In recent years, more than a dozen local governments, including New York City, Baltimore, and the state of Rhode Island, have filed lawsuits seeking to recover costs from fossil fuel companies associated with climate change damages.

Lauren O’Brien, New Jersey Campaign Director for Pay Up Climate Polluters, said those lawsuits point to a decades-long campaign by Exxon and other oil and gas companies to deceive the public about climate science and the impact the burning of fossil fuels would have on the climate. She highlighted internal industry letters, memos, and patents as evidence that the industry knew its products would warm the planet and fuel disasters, such as sea-level rise and extreme weather. 

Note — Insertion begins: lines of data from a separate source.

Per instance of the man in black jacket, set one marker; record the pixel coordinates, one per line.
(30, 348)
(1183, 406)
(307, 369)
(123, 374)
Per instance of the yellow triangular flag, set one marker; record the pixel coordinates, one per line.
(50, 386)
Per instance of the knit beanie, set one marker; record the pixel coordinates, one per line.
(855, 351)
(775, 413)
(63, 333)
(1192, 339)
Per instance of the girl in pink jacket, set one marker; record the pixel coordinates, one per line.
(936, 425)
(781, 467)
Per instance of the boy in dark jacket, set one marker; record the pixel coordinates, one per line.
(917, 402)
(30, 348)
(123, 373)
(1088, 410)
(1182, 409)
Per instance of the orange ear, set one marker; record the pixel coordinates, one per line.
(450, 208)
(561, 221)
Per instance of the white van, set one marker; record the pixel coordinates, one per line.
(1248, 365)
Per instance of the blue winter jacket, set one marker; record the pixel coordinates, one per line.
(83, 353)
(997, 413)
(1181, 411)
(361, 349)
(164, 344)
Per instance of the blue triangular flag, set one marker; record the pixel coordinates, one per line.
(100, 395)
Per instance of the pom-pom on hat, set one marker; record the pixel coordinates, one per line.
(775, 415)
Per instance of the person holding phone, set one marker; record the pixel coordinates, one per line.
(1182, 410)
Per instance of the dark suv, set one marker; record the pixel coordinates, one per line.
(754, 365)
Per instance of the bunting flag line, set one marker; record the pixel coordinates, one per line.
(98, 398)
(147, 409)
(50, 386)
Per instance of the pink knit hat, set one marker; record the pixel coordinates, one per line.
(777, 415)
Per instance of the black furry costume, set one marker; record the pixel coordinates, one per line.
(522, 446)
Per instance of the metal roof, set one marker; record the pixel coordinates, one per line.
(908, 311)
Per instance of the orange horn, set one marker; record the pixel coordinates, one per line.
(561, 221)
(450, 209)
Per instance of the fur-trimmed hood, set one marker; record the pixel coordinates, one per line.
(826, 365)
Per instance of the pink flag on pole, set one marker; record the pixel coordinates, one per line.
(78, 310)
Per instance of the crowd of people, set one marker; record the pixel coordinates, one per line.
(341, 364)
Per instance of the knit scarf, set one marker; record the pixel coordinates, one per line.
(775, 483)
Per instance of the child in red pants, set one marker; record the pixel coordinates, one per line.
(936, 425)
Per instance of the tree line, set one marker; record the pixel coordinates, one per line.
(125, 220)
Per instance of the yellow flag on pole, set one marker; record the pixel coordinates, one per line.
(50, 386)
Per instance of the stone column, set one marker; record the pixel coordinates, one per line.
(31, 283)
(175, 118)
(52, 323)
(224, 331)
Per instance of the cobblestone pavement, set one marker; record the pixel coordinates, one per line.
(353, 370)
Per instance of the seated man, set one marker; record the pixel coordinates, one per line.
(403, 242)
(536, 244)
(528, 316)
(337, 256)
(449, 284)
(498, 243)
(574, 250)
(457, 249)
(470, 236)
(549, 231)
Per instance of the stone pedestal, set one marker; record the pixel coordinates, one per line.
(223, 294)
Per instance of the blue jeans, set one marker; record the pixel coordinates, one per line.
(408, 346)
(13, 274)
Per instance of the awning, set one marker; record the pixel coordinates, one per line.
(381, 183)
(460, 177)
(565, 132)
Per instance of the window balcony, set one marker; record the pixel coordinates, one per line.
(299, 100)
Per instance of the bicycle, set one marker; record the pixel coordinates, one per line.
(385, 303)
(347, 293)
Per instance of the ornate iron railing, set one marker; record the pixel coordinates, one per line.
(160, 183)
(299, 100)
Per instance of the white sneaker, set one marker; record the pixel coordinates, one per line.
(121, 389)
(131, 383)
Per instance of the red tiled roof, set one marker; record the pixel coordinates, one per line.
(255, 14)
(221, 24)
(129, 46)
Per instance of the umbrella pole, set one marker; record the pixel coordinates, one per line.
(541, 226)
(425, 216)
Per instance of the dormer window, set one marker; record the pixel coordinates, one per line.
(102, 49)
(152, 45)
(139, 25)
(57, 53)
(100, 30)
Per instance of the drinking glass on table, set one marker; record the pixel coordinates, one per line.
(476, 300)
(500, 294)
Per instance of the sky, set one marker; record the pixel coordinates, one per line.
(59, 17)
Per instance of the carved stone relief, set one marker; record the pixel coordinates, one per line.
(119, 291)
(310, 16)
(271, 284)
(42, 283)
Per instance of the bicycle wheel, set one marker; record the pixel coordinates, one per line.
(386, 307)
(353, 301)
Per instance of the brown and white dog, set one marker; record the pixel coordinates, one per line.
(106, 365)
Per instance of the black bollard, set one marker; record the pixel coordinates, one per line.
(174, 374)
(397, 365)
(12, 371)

“There are patents in here from 1974 and 1984 showing that Shell adjusted their own technology to drill in the Artic, and to raise their oil rigs by a couple of meters due to rising seas, but they lied to consumers about the reality of climate change," O'Brien said. 

David Pringle, a Cranford resident and Empower New Jersey steering committee member, said the scientific consensus is overwhelming that Union County like the rest of the world is in a climate emergency and must reduce its own greenhouse gas emissions.

“Governor Murphy has called for a 100% clean energy economy wide by 2050, yet there’s over a dozen new major frack gas projects that would spike emissions 31 percent,” he said. “That’s why we’re calling for a moratorium until rules are in place to protect public health and private property, and grow a truly green economy with good paying jobs. We’ve made progress but DEP must do much more much faster than currently planned.”

After the event, Cryan agreed that everyone has a role to play, but that no one bears more responsibility than the fossil fuel industry.

“It’s imperative that we all hold ourselves accountable for the carbon foot print we leave,” he said, “but no one more than the companies that knowingly caused irreparable harm and chose healthy profit over healthy environment.”